I bought this timer from a car boot sale for the princely sum of fifteen pounds. The purchase intention was to automate recordings from FM radio, as all my recording decks could be set to auto-start in record mode from power-on.
Perhaps unsurprisingly as a second-hand item it didn’t have promising reliability.
I found several dry solder joints in the filament connections for the electro-fluorescent display, they caused flicker.
Later some low resistance conductivity (approx 20Kohm) ‘appeared’ between contacts of the main rotary mode selection switch where they should have been isolated. That caused the all-in-one ‘clock’ IC, constructed around pulse sensitive high impedance CMOS circuitry, to randomly set the time to strange values rather than keeping it!
I’ve now fixed all that and until the next breakdown occurs the unit operates as a convenient main power switch to the various ‘wall-wart’ adaptors that power my turntable and it’s preamplifier, the Technics tuner, and the MiniDisc recorder. For nowadays timer recording from the radio is a thing of the past now that the same programmes are also available on the Internet.
BTW If you are trying to fix one of these, my scribbled notes and pinout details for the MN6076 are here.
“Fixed” this for a friend. Actually, just replaced a fuse which had departed from this life for no real explained reason.
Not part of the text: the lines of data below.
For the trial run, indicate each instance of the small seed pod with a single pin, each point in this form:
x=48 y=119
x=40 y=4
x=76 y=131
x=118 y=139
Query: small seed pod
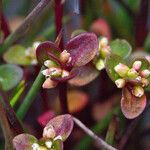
x=48 y=84
x=138 y=91
x=120 y=83
x=137 y=65
x=145 y=73
x=64 y=56
x=121 y=69
x=132 y=73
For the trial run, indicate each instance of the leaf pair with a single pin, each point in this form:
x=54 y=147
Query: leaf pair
x=62 y=126
x=131 y=105
x=82 y=49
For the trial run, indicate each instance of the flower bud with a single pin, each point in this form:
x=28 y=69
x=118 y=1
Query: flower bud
x=103 y=42
x=65 y=73
x=64 y=56
x=100 y=64
x=48 y=144
x=137 y=65
x=36 y=44
x=49 y=63
x=55 y=72
x=121 y=69
x=132 y=73
x=144 y=82
x=35 y=146
x=42 y=148
x=138 y=91
x=48 y=84
x=49 y=132
x=120 y=83
x=46 y=72
x=105 y=51
x=145 y=73
x=139 y=78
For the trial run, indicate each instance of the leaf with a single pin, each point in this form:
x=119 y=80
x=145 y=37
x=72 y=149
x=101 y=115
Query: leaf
x=58 y=145
x=77 y=100
x=147 y=43
x=62 y=125
x=16 y=55
x=77 y=32
x=101 y=28
x=82 y=48
x=121 y=48
x=145 y=63
x=110 y=62
x=24 y=142
x=86 y=74
x=43 y=49
x=10 y=76
x=132 y=106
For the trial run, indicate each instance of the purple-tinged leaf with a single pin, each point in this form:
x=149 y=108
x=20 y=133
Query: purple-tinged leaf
x=24 y=142
x=82 y=48
x=62 y=125
x=85 y=75
x=72 y=75
x=110 y=62
x=58 y=145
x=132 y=106
x=43 y=49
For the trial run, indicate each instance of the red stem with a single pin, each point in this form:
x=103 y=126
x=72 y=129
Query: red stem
x=4 y=25
x=62 y=86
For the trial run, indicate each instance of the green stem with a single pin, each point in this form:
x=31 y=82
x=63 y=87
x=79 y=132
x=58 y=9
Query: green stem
x=111 y=132
x=86 y=141
x=7 y=131
x=28 y=100
x=24 y=27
The fuse (T800mA 20mm) was in the primary of the main transformer; the standby supply is via another smaller transformer – that supply was OK, until I slipped with the meter probes and expired another fuse (N15 Wickman 630mA) which required taking the thing to bits, then finding all of the screws their way back home. 🙂
As a popular item highlighted in the UK’s What Hi-Fi magazine, it sold well and they do show up on EBay from time to time. Some with faults caused by users accidentally placing multiple CD’s in the same drawer – which causes the mechanism some unfortunate pain. A good sounding unit otherwise. It’s also identified as a Denon DM50 in some places.
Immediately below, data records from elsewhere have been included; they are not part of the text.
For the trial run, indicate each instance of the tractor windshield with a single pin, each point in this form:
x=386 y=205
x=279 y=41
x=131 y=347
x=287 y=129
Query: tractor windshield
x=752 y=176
The above video shows the insides as CD’s are inserted, removed and cycled through. Note I’m doing this with the covers off – and I’m well away from the direct axis of the laser beam which is not too good for the eyes.
The 3-CD changer mechanism is made by Sanyo. There is another video file floating about the internet (google “Sanyo_3CD_Changer_Alignment.zip”) which explains some common faults found with this mechanism.